Finally, his grip on my neck loosens a fraction. I suck in air, my heart thundering and my eyes watering. I gasp out, “I’m sorry, Bradley. Truly. I didn’t mean to hurt you. How can I make it up to you? I’ll do anything.”
He sucks in a breath, eyes full of loathing and lust roaming my face and breasts. “Anything, huh? What if I asked you to lick my shoes? To beg me for the privilege?”
Memory supplies context for his words: his primary kink was degradation, both physical and verbal. I’d given him exactly what he wanted, reading and adjusting to his cues over the course of our appointments. He left my care sated and blissful each time—or so I thought.
Guilt descends like a shroud, but it’s sliced to pieces almost instantly. This isn’t my fault. I treated him like all my clients, with compassion and care. Whatever twisted him into the mentally unstable person he is now, it has nothing to do with me. I’m merely the vehicle for his self-loathing.
“If that’s what you want, I’ll do it. You’re in charge.” I look down so he can’t see the lie in my eyes as I say, “Can—can I tell you something? A secret?”
I glance up to see surprise swallow his anger. Glazed eyes meet mine as he nods.
Gotcha, you stupid, sick fuck.
“I’m tired of pretending to be someone I’m not,” I whisper.
He shifts his weight, scratching a narrow, bristly cheek. “What do you mean?”
“What I did to you—that wasn’t the real me. But I was never taught any other way.” The meekness in my voice revolts me, but I stay the course. “All I know is what I’m feeling right now, tied up and at your mercy.”
He flushes, hands descending to his belt. “I knew it,” he says, his voice trembling with excitement. “I knew deep down you were a slut like her. Like all of them.”
And there it is.
Bradley didn’t need a dominatrix—he needed therapy for his mommy issues.
“You want to suck my dick, don’t you?”
I nod, feigning eagerness even as my stomach lurches. Bile shoots up my throat; I swallow frantically.
Bradley fumbles with his pants, ripping down the zipper and exposing himself. Single-minded in his want. Utterly ignorant of the fact I’ve laid explosives in his fault line and am about to push the proverbial red button.
Before he can get his junk anywhere near my mouth, I ask hopefully, “Maybe… maybe you can sit in the chair and I can kneel between your legs? I’ve never done that before—been on my knees for someone.”
His groan is thick with phlegm. He shuffles forward and grabs one of my breasts, his other hand stroking his erection. “Since I’m a generous man, I’ll give you want you want.
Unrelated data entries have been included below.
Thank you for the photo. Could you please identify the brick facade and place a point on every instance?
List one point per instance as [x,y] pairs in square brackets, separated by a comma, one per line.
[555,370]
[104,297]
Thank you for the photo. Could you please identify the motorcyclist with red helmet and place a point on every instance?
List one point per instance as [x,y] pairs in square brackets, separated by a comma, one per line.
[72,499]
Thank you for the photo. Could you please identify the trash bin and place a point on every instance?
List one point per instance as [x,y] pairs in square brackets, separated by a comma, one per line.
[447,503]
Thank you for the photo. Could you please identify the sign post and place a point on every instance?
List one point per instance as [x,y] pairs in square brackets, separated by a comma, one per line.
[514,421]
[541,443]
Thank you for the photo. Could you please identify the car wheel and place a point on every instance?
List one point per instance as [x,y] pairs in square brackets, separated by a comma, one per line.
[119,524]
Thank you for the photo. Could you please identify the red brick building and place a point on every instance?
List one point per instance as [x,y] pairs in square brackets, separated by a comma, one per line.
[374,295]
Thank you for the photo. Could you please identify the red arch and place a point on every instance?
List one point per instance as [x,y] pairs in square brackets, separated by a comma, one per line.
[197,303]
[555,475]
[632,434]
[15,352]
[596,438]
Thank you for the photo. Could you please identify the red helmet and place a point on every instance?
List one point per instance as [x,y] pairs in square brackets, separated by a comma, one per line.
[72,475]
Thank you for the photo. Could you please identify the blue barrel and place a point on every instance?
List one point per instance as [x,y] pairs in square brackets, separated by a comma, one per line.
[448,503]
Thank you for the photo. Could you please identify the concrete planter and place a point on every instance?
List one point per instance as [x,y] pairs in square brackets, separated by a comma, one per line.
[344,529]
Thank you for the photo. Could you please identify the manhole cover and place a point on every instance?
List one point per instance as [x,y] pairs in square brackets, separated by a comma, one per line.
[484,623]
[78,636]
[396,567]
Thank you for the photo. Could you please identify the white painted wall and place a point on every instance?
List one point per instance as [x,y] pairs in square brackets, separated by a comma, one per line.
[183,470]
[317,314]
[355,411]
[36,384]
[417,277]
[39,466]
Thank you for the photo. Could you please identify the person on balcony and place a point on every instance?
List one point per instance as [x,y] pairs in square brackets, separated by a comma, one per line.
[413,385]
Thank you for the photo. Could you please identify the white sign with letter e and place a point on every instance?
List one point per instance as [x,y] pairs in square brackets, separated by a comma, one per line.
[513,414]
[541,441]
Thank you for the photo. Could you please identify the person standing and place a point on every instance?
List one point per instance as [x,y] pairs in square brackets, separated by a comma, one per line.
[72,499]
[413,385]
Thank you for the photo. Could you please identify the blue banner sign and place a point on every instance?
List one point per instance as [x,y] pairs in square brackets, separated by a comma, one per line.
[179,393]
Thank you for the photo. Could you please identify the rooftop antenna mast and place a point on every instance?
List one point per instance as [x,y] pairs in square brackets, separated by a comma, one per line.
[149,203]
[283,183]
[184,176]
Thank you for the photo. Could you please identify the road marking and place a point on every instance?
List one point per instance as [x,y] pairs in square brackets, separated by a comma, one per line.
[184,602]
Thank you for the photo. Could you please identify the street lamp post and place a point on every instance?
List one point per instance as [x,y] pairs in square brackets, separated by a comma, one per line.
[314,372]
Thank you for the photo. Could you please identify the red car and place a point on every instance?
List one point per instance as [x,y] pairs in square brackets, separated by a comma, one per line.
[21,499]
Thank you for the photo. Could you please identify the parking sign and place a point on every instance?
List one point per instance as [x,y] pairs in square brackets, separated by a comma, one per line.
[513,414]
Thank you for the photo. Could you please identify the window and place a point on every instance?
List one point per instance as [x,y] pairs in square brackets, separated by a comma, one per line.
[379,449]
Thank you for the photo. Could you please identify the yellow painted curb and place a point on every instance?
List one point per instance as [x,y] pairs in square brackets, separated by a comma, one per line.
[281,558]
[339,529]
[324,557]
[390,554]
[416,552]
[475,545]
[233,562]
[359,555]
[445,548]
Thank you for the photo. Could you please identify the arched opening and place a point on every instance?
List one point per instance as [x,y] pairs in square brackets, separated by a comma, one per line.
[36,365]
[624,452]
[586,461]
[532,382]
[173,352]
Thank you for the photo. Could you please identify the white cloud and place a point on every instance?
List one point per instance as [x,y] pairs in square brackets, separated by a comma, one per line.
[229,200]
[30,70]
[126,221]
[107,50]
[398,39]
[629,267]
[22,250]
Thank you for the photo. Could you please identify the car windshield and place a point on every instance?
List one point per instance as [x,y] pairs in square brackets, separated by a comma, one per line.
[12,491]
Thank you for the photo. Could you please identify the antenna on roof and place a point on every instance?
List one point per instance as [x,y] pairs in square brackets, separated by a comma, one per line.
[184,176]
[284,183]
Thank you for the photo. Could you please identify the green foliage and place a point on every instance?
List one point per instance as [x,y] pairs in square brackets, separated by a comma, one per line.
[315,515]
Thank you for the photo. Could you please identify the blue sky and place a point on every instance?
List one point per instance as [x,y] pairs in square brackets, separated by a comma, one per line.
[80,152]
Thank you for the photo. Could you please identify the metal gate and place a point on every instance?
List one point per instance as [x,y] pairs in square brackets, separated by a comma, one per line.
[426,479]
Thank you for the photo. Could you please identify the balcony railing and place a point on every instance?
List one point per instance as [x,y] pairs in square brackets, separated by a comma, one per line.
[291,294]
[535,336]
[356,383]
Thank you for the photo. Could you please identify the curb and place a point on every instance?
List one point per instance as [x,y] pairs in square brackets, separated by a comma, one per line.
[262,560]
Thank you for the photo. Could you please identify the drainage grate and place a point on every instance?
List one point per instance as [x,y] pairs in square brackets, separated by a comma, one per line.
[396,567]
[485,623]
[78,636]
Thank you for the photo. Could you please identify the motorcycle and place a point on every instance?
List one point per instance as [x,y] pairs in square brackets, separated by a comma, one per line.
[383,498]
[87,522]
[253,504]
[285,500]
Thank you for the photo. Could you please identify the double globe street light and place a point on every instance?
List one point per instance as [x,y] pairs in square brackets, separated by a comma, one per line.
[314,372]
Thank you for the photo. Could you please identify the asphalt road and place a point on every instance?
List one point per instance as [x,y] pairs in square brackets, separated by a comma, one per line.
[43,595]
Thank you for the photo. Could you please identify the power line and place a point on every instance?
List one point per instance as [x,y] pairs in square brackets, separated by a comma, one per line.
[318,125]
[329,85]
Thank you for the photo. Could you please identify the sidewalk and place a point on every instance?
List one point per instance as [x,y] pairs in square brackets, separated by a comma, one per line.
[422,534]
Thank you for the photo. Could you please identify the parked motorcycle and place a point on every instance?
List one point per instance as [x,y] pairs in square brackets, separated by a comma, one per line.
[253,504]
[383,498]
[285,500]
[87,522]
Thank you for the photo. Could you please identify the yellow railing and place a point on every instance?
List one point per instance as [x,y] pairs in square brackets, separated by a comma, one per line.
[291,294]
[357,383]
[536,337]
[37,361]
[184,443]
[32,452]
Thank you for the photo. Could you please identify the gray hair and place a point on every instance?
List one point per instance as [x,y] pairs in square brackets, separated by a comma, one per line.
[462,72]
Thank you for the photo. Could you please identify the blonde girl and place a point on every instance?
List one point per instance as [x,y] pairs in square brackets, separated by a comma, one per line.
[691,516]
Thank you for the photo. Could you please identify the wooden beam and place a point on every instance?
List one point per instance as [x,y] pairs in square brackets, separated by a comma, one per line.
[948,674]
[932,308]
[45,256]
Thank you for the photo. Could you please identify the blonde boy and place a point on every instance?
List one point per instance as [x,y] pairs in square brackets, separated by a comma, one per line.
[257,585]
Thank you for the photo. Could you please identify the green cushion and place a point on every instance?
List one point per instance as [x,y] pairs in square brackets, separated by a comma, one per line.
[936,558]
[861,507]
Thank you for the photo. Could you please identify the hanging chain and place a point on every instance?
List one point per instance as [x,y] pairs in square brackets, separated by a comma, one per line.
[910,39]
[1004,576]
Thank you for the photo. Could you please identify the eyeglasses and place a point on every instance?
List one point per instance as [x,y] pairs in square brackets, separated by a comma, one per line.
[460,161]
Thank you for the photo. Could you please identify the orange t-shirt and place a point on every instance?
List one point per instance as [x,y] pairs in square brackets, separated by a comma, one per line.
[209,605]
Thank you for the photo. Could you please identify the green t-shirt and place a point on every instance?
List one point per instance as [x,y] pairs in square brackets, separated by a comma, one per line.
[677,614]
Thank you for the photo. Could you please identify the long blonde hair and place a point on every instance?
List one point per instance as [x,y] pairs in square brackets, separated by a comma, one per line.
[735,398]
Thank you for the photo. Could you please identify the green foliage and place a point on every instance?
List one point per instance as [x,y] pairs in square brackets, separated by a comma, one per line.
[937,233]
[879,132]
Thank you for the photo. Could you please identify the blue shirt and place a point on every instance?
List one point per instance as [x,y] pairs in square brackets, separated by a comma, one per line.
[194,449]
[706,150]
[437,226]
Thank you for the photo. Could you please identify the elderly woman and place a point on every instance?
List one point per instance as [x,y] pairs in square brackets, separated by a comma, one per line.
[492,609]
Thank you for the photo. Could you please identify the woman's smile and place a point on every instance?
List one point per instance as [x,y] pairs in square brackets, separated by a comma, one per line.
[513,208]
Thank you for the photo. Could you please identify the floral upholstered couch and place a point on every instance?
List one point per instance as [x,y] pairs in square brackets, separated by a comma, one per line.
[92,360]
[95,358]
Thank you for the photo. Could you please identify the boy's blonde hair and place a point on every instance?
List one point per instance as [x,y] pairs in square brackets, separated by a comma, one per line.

Get on your knees like the greedy whore you are.”
Decades of practice compartmentalizing my emotions allows me to overcome the urge to vomit all over myself. Shifting my grip on the rope, I allow the middle to unwind and slacken between my hands.
“Can I have a little help? My legs feel super weak.” I force myself to glance at his groin. “You’re really intimidating.”
He grins as he reaches for my shoulders. Adrenaline sharpens my vision and crackles through my limbs.
I let him hoist me halfway to standing before bringing my knee up as hard as I can between his legs, thanking God I wore pants tonight and they were too stupid to tie my ankles together. My full strength isn’t behind the blow, but it’s more than enough. His mouth gapes in a soundless shriek, his knees buckling. I shove him to the side, away from the counter and the gun. He falls onto his arms, keening breathlessly, hands still cupped between his legs.
Knowing I have only seconds to act, I launch onto his back and whip the rope around his neck. Then I throw my body backward, compressing his trachea and esophagus. He bucks beneath me and twists from side to side, but I simply move with him, avoiding swipes of his hands and utilizing my weight to maintain leverage.
When he realizes he can’t unseat me, panic sets in. His hands fly to his throat. He scratches at the rope in an attempt to create slack, but nothing short of a bullet to my head is going to loosen my grip. Rough fibers slice my palms, my blood mingling with Gabe’s. I feel no pain—nothing at all—the entirety of my being focused on a single, immutable goal.
I will survive. He will not.
Slowly, his flailing lessens. My muscles quiver with exhaustion, but I keep pulling. Sweat blurs my eyes. Or maybe tears. There are sounds—shouts, running footsteps—but they’re muted by the static in my head.
Is someone crying?
Bradley jerks again. I pull harder, gritting my teeth against an explosion of pain in my shoulder and back. My vision washes red.
From far away, I hear a familiar voice. But it sounds wrong, not its usual dry gravel but saturated with worry. “He’s almost gone, Kier. Get her off before she kills him!”
Bands of warm pressure surround my chest. It feels like a hug. Like a dream too perfect to be real.